In our continued effort to avoid reliance on GoPro software, I look at how ffmpeg can be used to process GoPro EAC projected videos (.360’s) to equirectangular projections.
You might have seen my previous series of posts; Reversing engineering GoPro MAX .360 videos (convert to equirectangular projection).
The outcome of this post was a proof-of-concept called MAX2Sphere.
Recently, I’ve seen a few ffmpeg builds for GoPro .360 conversions that do a similar thing.
Of course this meant I had to play with them… and here is what I found.
1. GoPro MAX .360
input
The GoPro MAX produces a single .360
file (GoPro’s EAC projection type) for 360 videos. I’ve talked about these in detail previously.
In short GoPro’s .360
’s contain two video tracks which form a EAC custom cubemap projection. You can see the structure of .360
’s using ffprobe:
Duration: 00:00:20.22, start: 0.000000, bitrate: 66599 kb/s
Stream #0:0[0x1](eng): Video: hevc (Main) (hvc1 / 0x31637668), yuvj420p(pc, bt709), 4096x1344 [SAR 1:1 DAR 64:21], 29985 kb/s, 29.97 fps, 29.97 tbr, 90k tbn (default)
Metadata:
creation_time : 2021-09-04T08:23:32.000000Z
handler_name : GoPro H.265
vendor_id : [0][0][0][0]
encoder : GoPro H.265 encoder
timecode : 08:23:02:08
Stream #0:1[0x2](eng): Audio: aac (LC) (mp4a / 0x6134706D), 48000 Hz, stereo, fltp, 188 kb/s (default)
Metadata:
creation_time : 2021-09-04T08:23:32.000000Z
handler_name : GoPro AAC
vendor_id : [0][0][0][0]
timecode : 08:23:02:08
Stream #0:2[0x3](eng): Data: none (tmcd / 0x64636D74), 0 kb/s (default)
Metadata:
creation_time : 2021-09-04T08:23:32.000000Z
handler_name : GoPro TCD
timecode : 08:23:02:08
Stream #0:3[0x4](eng): Data: bin_data (gpmd / 0x646D7067), 91 kb/s (default)
Metadata:
creation_time : 2021-09-04T08:23:32.000000Z
handler_name : GoPro MET
Stream #0:4[0x5](eng): Data: none (fdsc / 0x63736466), 20 kb/s (default)
Metadata:
creation_time : 2021-09-04T08:23:32.000000Z
handler_name : GoPro SOS
Stream #0:5[0x6](eng): Video: hevc (Main) (hvc1 / 0x31637668), yuvj420p(pc, bt709), 4096x1344 [SAR 1:1 DAR 64:21], 30109 kb/s, 29.97 fps, 29.97 tbr, 90k tbn (default)
Metadata:
creation_time : 2021-09-04T08:23:32.000000Z
handler_name : GoPro H.265
vendor_id : [0][0][0][0]
encoder : GoPro H.265 encoder
timecode : 08:23:02:08
Side data:
displaymatrix: rotation of nan degrees
Stream #0:6[0x7](eng): Audio: pcm_s32le (in32 / 0x32336E69), 48000 Hz, 4 channels, s32, 6144 kb/s (default)
Metadata:
creation_time : 2021-09-04T08:23:32.000000Z
handler_name : GoPro AMB
vendor_id : [0][0][0][0]
Unsupported codec with id 0 for input stream 2
Unsupported codec with id 98314 for input stream
2. Build and install ffmpeg
As hinted at the top of this post, the master ffmpeg software build does not contain the right filters to convert GoPro’s EAC format out of the box (at the time of writing).
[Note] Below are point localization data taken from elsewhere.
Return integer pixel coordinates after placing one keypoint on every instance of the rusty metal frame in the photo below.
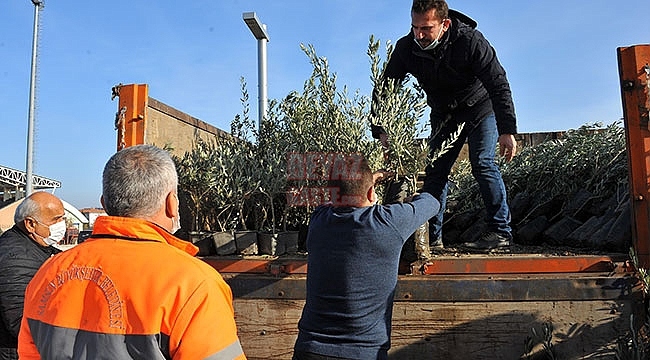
(471, 264)
(131, 118)
(634, 72)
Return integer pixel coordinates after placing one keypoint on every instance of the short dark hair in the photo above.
(422, 6)
(359, 183)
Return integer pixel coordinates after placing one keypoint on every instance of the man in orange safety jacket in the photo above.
(132, 290)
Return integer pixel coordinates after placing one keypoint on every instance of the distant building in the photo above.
(92, 214)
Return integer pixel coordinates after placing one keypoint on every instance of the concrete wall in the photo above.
(172, 128)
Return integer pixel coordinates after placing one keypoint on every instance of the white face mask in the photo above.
(176, 221)
(57, 232)
(433, 44)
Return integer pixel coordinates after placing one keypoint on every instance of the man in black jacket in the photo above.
(39, 223)
(470, 100)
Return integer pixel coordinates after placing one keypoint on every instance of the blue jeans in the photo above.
(482, 139)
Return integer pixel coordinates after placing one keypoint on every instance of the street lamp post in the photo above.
(29, 172)
(259, 31)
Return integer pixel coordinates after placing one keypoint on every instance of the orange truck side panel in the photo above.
(634, 72)
(132, 115)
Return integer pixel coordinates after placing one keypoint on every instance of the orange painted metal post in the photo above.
(131, 115)
(634, 72)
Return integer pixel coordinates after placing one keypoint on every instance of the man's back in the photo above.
(126, 293)
(352, 272)
(20, 258)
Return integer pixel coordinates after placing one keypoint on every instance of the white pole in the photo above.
(261, 79)
(29, 183)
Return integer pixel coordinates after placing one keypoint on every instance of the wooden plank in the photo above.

Therefore you first need to build a custom fork of ffmpeg which contains these filter.
First grab this custom fork of ffmpeg.
You should run this install in a virtual/separate environment, so as not to cause conflicts with your stable ffmpeg install.
git clone https://github.com/gmat/goproMax-ffmpeg-v5
cd goproMax-ffmpeg-v5
Now you need to install the ffmpeg dependencies, as detailed here (for Ubuntu).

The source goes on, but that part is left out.